Lab Adoption¶
This page is for collaborators deciding whether RustScenic is worth testing on their own data.
When To Try It¶
RustScenic is worth testing if you have one of these problems:
- pySCENIC, arboreto, pycisTopic or pycistarget will not install cleanly on a modern Python stack.
- AUCell or cisTarget is becoming a runtime or memory bottleneck.
- You need deterministic CPU execution under a fixed seed.
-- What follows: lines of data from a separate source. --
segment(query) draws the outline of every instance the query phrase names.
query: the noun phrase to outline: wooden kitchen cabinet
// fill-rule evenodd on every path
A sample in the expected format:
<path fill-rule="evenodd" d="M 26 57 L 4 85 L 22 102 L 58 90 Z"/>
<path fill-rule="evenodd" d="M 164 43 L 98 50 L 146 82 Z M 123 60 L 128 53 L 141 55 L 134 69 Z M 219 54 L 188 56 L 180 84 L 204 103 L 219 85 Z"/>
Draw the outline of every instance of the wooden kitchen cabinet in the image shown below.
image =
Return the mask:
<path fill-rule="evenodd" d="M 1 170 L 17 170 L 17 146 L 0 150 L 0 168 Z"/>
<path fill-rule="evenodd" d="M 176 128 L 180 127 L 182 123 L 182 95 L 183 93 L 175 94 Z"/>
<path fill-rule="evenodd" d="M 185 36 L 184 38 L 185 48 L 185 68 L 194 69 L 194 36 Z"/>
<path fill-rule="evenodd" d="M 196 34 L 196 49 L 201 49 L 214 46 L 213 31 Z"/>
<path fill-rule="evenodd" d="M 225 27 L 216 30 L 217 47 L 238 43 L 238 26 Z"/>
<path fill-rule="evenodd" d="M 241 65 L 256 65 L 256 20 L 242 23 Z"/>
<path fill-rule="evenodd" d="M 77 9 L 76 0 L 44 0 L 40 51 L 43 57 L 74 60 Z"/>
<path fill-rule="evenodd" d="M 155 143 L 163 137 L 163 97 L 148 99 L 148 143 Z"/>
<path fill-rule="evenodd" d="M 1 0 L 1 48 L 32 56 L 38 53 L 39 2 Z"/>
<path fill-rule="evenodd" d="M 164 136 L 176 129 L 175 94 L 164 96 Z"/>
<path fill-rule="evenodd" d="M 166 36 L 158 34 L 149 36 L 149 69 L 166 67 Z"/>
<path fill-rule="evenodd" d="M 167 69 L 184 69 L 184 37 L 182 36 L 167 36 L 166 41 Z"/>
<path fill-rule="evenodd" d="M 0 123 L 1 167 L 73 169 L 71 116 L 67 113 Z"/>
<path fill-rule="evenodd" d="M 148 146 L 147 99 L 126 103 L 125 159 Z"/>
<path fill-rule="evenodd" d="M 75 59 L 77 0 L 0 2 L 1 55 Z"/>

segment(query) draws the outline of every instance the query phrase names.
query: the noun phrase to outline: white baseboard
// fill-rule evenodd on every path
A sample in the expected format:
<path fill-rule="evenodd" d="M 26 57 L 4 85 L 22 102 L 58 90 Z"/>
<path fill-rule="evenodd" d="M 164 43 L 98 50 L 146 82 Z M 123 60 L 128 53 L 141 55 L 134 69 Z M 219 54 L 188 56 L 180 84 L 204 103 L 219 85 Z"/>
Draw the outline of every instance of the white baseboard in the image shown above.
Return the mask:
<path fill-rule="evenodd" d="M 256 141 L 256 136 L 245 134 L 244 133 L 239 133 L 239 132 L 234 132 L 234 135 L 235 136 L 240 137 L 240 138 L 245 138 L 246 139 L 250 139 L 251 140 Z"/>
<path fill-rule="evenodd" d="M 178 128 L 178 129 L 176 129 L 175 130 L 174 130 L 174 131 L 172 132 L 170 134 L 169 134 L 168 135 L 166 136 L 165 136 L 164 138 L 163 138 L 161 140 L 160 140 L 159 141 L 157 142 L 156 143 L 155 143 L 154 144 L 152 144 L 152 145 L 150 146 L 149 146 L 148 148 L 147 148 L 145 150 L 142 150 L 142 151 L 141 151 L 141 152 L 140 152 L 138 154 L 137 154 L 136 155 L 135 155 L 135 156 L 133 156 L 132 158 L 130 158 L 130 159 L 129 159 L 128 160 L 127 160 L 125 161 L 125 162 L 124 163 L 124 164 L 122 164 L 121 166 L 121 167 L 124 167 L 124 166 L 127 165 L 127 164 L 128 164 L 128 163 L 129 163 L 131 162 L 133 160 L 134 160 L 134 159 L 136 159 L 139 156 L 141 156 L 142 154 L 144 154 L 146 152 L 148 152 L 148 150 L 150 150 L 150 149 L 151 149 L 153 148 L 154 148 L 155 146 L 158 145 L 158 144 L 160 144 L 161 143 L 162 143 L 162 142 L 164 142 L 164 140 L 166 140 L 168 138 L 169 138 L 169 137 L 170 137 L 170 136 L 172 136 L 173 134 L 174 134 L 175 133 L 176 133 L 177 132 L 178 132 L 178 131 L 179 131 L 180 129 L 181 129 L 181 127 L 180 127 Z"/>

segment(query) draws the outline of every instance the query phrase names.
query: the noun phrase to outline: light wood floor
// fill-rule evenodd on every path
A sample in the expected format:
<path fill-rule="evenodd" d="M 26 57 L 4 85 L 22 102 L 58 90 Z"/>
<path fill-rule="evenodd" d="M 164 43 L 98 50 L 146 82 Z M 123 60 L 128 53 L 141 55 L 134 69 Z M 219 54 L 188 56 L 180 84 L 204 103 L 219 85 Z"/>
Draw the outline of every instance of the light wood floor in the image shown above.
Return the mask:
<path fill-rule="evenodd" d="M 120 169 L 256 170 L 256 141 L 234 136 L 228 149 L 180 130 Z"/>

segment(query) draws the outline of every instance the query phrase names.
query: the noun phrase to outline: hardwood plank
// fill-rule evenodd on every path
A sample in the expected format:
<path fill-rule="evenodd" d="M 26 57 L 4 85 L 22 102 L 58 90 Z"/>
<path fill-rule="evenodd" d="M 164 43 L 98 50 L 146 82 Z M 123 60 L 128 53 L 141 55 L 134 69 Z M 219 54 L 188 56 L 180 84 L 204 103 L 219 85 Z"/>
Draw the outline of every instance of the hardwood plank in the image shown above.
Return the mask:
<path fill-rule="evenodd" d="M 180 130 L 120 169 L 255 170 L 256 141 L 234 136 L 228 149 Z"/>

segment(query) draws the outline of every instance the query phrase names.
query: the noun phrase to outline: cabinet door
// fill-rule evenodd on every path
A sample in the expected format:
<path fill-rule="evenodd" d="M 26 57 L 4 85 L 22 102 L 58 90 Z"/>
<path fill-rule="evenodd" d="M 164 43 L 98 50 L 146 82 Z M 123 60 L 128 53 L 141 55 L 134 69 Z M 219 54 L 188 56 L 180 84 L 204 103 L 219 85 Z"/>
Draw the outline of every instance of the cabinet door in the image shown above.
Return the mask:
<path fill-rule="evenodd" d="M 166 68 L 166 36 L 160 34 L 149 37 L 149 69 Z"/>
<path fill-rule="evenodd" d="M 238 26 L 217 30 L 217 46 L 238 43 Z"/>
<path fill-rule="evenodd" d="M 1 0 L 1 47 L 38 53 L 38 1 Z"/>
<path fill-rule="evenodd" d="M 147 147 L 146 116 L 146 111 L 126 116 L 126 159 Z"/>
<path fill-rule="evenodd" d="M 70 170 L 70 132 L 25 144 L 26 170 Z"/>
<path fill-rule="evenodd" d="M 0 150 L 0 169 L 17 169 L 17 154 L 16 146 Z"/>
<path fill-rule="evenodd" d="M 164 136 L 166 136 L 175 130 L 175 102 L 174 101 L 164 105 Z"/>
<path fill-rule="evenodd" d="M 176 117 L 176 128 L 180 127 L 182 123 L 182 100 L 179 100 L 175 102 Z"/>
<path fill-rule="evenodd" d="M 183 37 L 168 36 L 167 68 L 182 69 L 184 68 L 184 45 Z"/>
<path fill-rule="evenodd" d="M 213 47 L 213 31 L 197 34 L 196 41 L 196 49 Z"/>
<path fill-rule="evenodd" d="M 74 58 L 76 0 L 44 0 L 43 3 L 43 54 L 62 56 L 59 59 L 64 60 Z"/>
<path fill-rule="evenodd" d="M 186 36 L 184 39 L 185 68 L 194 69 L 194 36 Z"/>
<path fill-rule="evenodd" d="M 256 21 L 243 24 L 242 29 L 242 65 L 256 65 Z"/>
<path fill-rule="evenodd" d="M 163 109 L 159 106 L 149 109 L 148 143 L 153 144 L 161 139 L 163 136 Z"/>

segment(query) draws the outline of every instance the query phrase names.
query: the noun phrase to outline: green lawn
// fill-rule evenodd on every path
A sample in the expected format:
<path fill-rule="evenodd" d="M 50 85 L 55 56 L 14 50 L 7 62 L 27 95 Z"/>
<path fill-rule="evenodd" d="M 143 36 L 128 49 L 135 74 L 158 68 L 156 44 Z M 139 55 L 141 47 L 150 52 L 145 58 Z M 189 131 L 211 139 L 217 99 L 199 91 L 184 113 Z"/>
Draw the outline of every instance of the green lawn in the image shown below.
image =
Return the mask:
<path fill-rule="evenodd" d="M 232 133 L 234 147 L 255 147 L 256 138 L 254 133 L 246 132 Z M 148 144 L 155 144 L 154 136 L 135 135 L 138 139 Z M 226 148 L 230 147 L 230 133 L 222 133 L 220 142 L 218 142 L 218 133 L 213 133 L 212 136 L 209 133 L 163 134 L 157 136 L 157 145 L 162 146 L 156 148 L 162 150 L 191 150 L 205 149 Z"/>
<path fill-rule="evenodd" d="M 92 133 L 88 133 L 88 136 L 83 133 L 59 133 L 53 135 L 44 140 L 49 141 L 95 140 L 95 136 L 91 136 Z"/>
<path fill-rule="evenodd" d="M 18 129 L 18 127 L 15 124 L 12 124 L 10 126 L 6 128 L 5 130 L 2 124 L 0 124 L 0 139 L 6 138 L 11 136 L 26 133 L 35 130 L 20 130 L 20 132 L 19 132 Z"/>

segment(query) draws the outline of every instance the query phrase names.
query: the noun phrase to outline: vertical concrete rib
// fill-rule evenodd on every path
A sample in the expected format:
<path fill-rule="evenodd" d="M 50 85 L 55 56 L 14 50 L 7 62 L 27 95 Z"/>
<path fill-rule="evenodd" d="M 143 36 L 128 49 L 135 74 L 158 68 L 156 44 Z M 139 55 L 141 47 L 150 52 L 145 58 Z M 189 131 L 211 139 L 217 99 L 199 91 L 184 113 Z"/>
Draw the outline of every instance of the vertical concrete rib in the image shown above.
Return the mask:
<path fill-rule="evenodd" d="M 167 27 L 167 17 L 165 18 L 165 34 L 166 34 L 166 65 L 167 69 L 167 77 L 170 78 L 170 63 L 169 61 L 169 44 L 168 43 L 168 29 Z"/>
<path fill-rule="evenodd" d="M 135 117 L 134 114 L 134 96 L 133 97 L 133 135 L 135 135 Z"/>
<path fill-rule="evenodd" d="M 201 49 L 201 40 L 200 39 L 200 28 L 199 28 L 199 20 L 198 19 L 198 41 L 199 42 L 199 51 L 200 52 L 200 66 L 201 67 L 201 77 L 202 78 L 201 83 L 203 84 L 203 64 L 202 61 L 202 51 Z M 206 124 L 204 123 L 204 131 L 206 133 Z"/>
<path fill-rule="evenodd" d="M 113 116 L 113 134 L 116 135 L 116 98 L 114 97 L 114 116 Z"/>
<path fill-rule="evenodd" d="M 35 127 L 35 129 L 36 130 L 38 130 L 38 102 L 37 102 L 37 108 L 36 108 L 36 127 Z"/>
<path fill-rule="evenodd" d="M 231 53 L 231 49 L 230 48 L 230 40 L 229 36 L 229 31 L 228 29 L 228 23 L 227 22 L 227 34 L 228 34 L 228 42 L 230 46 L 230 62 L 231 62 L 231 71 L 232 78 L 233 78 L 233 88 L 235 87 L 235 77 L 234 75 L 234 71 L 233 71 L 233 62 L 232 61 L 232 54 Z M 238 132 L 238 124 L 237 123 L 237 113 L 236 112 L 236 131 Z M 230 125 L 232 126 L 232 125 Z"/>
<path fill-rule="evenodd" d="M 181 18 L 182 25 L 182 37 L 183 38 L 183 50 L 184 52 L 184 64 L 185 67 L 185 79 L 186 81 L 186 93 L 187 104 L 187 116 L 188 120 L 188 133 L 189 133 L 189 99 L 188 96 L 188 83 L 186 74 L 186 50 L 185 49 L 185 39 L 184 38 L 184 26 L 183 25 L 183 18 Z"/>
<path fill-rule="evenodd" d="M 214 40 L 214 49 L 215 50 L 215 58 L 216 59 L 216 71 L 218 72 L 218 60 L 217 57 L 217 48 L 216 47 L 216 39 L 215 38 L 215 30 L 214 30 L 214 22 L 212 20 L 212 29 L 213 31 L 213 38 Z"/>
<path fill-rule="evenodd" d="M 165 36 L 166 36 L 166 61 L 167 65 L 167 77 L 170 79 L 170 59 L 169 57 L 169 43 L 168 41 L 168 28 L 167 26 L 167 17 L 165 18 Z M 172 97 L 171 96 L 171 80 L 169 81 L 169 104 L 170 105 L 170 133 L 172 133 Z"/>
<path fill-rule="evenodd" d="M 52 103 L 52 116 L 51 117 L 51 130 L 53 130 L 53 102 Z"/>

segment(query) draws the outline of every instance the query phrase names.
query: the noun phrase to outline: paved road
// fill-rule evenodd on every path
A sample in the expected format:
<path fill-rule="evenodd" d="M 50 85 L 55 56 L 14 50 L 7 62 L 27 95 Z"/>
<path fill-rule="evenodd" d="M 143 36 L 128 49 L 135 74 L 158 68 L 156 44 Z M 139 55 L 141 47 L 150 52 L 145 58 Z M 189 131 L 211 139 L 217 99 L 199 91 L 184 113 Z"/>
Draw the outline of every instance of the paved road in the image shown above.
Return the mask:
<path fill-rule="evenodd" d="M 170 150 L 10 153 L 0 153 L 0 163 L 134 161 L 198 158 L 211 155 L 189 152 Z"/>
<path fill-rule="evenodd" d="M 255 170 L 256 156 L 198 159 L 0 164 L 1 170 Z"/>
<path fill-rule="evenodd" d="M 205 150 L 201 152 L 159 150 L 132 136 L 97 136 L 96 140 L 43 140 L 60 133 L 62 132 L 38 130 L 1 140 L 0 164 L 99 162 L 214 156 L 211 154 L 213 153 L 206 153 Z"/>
- You want a single Python package covering GRN, AUCell, motif support, topics, enhancer links and eRegulons.
Minimal Adoption Test¶
Run one small dataset first:
pip install rustscenic
python -m rustscenic.quickstart
Then run your own AnnData object through GRN plus AUCell:
import anndata as ad
import rustscenic.data
import rustscenic.grn
import rustscenic.aucell
adata = ad.read_h5ad("your_data.h5ad")
tfs = rustscenic.data.tfs("hs")
grn = rustscenic.grn.infer(adata, tf_names=tfs, n_estimators=500, seed=777)
Evidence To Record¶
For a useful adoption report, record:
- Dataset name and source.
- Number of cells, genes, peaks and transcription factors.
- RustScenic version.
- Python version and operating system.
- Command or script.
- Wall time and peak memory if available.
- Output checks: number of GRN edges, regulons, AUCell matrix shape, non-empty motif results.
- Biological checks: expected marker TFs and their expected cell types.
What Counts As A Strong Adoption Result¶
A strong report does not need to prove RustScenic is better than every reference tool. It should prove:
- The tool installs.
- It runs on real data without manual source edits.
- Outputs are non-empty and shape-correct.
- Known biological controls are recovered or failures are explained.
- The command is reproducible by another person.